2. Complet+ should be compared to Complet+ without the reciprocal hit criterion and to post-processing by "mmseqs clust ... --cluster-mode 1 -s 7.5". All three should do exactly the same and perform the same.
3. mmseqs allows users to compute an MSA and then a sequence profile for each cluster. The all-vs-all search in the final clustering step can then be done using profile-to-sequence search, which is quite a bit more sensitive than sequence-to-sequence search. A work-flow that is therefore very likely to perform better on the SCOP benchmark than Complet+ would use the profile-to-sequence search to create the graph on which compute the final clustering.
4. There are many tools advertised for sequence clustering, for instance Markov clustering. The study should include a comparison a representative selection of the most popular of these tools.

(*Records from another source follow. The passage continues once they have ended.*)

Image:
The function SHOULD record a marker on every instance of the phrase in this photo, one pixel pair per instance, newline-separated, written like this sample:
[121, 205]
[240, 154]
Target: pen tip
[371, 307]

5. SCOP only contains single-domain sequences. When clustering normal, full-length sequences, transitive connections can link sequences that do not share any homologous regions, for instance A is similar to AB (two domains) is similar to B, but A should *not* be clustered with B. The real challenge for sequence clustering tools to deal well with such real-world sequence sets. It requires thinking about minimum sequence coverage criteria and the like. A second, more realistic benchmark with full-length sequences would therefore be needed. Please consult the literature on ideas how to do this.
Minor points:
6. The visualizations of the cluster qualities are hard to read and interpret. Please consult the literatures for ideas to improve this and revise.
7. Why is Default completeness (light blue) missing in columns 1 and 3 of Fig. 5?